Rather than face these realities, we feel that what is being done now is to turn defeat into victory by claiming that ever-larger efforts will finally solve the problem. We think that is mythical. Unstable and hardly-estimable small, probabilistic relative risks will not lead to revolutionary 'personalized medicine', and there are other and better ways to find pathways. If a pathway (network of interacting genes) is so important, it should have at least some alleles that are common and major enough that they should already be known (or could easily be known from, say, mouse experiments); once one member is known, experimental methods exist to find its interacting gene partners.

In a way it's also a sad consequence of ethnocentric thinking to suppose that because we can't find major risk alleles in mainstream samples from industrialized populations, that such undiscovered alleles might not exist in, or even be largely confined to, smaller or more isolated populations, where they could be quite important to public health. They do and, ironically, mapping methods (a technical point: especially linkage mapping) can be a good way to find them.

But if we're in an era of diminishing, if not vanishing, returns, we're also in an era in which we think we will not only get less, but will have to spend and hence sequester much more research resources to get it. So there are societal as well as scientific issues at stake.

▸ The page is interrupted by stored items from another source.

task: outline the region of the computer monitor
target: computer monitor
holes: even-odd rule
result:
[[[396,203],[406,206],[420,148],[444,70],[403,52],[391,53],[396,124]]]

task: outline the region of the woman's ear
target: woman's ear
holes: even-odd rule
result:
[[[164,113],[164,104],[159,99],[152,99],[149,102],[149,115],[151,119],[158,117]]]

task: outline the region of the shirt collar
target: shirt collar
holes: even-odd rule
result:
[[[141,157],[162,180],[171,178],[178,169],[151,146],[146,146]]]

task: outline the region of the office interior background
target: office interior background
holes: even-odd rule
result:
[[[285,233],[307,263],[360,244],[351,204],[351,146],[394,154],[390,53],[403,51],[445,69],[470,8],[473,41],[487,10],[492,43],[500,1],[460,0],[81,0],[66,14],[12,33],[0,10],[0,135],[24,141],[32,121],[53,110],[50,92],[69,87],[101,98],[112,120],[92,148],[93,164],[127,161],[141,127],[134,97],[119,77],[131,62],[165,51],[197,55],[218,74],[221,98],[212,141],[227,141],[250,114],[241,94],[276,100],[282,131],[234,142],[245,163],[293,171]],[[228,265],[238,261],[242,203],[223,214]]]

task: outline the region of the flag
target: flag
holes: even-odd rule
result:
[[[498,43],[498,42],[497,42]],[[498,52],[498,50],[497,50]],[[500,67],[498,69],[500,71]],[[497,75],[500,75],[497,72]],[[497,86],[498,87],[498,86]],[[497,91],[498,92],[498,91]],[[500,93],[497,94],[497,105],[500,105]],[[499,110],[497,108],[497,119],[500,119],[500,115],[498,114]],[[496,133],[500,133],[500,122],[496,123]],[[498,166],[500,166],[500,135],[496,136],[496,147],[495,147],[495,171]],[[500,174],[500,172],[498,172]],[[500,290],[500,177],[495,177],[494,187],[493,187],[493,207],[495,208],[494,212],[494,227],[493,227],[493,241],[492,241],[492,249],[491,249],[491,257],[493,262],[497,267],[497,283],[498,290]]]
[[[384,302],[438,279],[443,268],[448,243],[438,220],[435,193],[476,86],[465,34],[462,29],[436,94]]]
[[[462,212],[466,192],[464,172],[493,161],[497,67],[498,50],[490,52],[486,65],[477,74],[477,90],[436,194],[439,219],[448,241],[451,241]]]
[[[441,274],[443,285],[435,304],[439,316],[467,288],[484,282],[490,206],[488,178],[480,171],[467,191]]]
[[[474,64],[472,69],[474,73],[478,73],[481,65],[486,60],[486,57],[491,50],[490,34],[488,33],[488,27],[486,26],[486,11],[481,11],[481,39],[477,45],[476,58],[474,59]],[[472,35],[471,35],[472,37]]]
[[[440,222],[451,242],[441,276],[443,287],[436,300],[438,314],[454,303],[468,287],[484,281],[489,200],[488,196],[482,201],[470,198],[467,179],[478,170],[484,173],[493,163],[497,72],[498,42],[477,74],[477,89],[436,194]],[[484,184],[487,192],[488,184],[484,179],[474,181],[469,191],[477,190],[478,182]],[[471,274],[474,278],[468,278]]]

In any case, we already have strong, pathway-based personalized medicine! By far the major risk factor for most diabetes, for example, involves energy and fat metabolic pathways. Individuals at risk can already target those pathways in simple, direct ways: walk rather than taking the elevator, and don't over-eat!

If those pathways were addressed in this way, there would actually be major public impact, and ironically, what would remain would be a residuum of cases that really are genetic in the meaningful sense, and they would be more isolated and easier to study in appropriate genetic, genomic, and experimental ways.